Getting Medicaid Right
Money is again central to the plans to reform Medicaid, said Field. He noted that the Trump administration could provide states block grants to manage that program, perhaps on a per-capita basis. “If they do that with enough money, maybe the system will be better, because states could innovate more,” he said. “If they do that without enough money, which is what the critics fear, this could be a major cutback and could lead to a lot of people losing their health coverage.”
The outcomes of a badly run Medicaid program could be serious, according to Field and Hempstead. Field notes that Medicaid is “unloved; everyone likes to take hits at it, but it is the backbone of our safety net hospitals, of our pediatric hospitals. Its influence is beneath most people’s radar, but it’s throughout the system, so if you tinker with it, a lot of harm can be done.” Hempstead noted that Medicaid is the single-biggest category with 72 million people enrolled in it. “It’s a huge lifeline for a lot of providers and [has] widely different beneficiary groups,” she said. “[They are] kids, pregnant women and healthy adults, but also some very sick people, the aged and disabled.”
“If there is a way to provide more coverage for less money, then [Trump has] got a brand new business line, even better than resorts and hotels.” –Robert Field
A policy of caps on per-capita funding for Medicaid must consider how appropriate it is for groups with varying per-capita expenditures, and how those patient populations grow over time, Hempstead said. “You can think about some really bad scenarios, especially for the very vulnerable populations of the aged and disabled, and also some huge shifting of burdens on family caregivers as the programs run out of money,” she added. She noted that many states expanded their Medicaid offerings in recent years to fix deficiencies. “Now you can imagine a lot of transitions that won’t necessarily bode well for vulnerable people.”
The Road Ahead
Health insurance costs could also be tamed by people adopting healthier lifestyles, Field said. He noted that the ACA included provisions to encourage prevention, including making preventive services available with no co-pays or deductibles.

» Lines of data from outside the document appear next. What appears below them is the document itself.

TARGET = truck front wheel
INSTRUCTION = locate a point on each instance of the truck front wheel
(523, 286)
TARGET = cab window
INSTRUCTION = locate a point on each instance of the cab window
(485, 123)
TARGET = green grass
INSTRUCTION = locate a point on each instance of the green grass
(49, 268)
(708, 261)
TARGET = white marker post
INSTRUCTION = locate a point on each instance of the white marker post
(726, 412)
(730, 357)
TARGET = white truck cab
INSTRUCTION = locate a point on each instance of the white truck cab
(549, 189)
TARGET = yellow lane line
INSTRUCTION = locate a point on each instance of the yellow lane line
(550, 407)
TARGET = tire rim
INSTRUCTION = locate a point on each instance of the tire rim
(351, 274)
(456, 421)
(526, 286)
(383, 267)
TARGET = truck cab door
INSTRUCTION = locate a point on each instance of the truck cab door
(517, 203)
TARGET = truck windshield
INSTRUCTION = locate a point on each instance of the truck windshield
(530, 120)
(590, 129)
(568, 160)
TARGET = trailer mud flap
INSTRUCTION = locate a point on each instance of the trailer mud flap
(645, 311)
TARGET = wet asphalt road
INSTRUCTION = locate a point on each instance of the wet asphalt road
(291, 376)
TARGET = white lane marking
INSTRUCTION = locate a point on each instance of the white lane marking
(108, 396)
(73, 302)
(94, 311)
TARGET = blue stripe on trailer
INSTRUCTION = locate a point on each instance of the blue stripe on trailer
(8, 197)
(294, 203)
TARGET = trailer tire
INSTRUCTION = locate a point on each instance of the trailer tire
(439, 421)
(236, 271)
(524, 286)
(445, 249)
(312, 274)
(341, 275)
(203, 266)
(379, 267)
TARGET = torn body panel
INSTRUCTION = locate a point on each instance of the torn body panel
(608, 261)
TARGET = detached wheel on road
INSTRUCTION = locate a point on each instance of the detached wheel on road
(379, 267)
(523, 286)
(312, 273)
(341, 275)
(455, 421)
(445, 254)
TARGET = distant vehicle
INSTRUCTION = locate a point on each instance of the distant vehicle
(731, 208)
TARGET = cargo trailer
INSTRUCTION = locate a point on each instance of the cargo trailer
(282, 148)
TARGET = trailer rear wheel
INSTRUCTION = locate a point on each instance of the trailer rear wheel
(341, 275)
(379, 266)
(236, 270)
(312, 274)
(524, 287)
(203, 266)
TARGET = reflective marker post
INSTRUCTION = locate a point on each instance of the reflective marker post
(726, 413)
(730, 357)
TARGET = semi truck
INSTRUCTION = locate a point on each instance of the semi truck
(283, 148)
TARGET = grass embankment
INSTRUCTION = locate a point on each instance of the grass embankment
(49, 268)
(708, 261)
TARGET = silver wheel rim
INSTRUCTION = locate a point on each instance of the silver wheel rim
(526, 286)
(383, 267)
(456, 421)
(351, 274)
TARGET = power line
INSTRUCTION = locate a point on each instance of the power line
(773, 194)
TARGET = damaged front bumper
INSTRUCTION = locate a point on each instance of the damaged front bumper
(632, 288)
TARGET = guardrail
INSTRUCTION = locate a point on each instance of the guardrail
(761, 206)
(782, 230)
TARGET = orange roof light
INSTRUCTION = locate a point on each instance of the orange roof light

It also fostered innovation in payment models. For example, providers get incentives where they are rewarded more for the health of their population than for the number of services that they provide.
But achieving all that is not easy, Field said. “How do you change behavior? We’re not going to shut down McDonald’s, we’re not going to outlaw cigarettes, and we’re not going to force you to go to the gym,” he explained. “There are limits to how far the nanny state can go.” Additionally, even if people make those lifestyle changes, it would take 20, 30 or 40 years before their effects are seen on the health care system, he added.
More on the immediate horizon, Hempstead said there is no certainty that the Republican proposals would become reality. “It’s not clear there are the votes for this,” she added. “If there are a lot of really dire projections about people getting thrown out of coverage and about affordability issues, it’s not going to be simple.” Field said he expected heated debates in the town hall meetings over the proposals. “A lot of people now are scared and angry that they will lose their health coverage, and that will have a big effect on what Congress ends up doing.”
Field, too, is not sure the Trump administration will find a way to make the various disparate objectives of the new plan coalesce into a workable alternative. “If [Trump] has a magic formula, then that is amazing,” he said. “If there is a way to provide more coverage for less money, then he’s got a brand new business line, even better than resorts and hotels. If he can do it, great, but [it is] just a little bit dubious.” Added Hempstead: “We’re taking public money out of the market, which is not going to bode well for people that get coverage and for the markets to really thrive.”